Next-generation sequencing enables the discovery of more diverse positive clones from a phage-displayed antibody library.
- Author:
Wonjun YANG
1
;
Aerin YOON
;
Sanghoon LEE
;
Soohyun KIM
;
Jungwon HAN
;
Junho CHUNG
Author Information
- Publication Type:Original Article
- MeSH: Antibodies; Bacteriophages; Chickens; Clone Cells*; Cloning, Organism; Complementarity Determining Regions; DNA; Escherichia coli; Immunoenzyme Techniques; Mass Screening; Methods; Polymerase Chain Reaction; Prostate-Specific Antigen; Single-Chain Antibodies
- From:Experimental & Molecular Medicine 2017;49(3):e308-
- CountryRepublic of Korea
- Language:English
- Abstract: Phage display technology provides a powerful tool to screen a library for a binding molecule via an enrichment process. It has been adopted as a critical technology in the development of therapeutic antibodies. However, a major drawback of phage display technology is that because the degree of the enrichment cannot be controlled during the bio-panning process, it frequently results in a limited number of clones.
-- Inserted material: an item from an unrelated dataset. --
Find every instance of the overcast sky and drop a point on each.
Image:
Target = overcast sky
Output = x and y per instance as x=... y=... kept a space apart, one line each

In this study, we applied next-generation sequencing (NGS) to screen clones from a library and determine whether a greater number of clones can be identified using NGS than using conventional methods. Three chicken immune single-chain variable fragment (scFv) libraries were subjected to bio-panning on prostate-specific antigen (PSA). Phagemid DNA prepared from the original libraries as well as from the Escherichia coli pool after each round of bio-panning was analyzed using NGS, and the heavy chain complementarity-determining region 3 (HCDR3) sequences of the scFv clones were determined. Subsequently, through two-step linker PCR and cloning, the entire scFv gene was retrieved and analyzed for its reactivity to PSA in a phage enzyme immunoassay. After four rounds of bio-panning, the conventional colony screening method was performed for comparison. The scFv clones retrieved from NGS analysis included all clones identified by the conventional colony screening method as well as many additional clones. The enrichment of the HCDR3 sequence throughout the bio-panning process was a positive predictive factor for the selection of PSA-reactive scFv clones.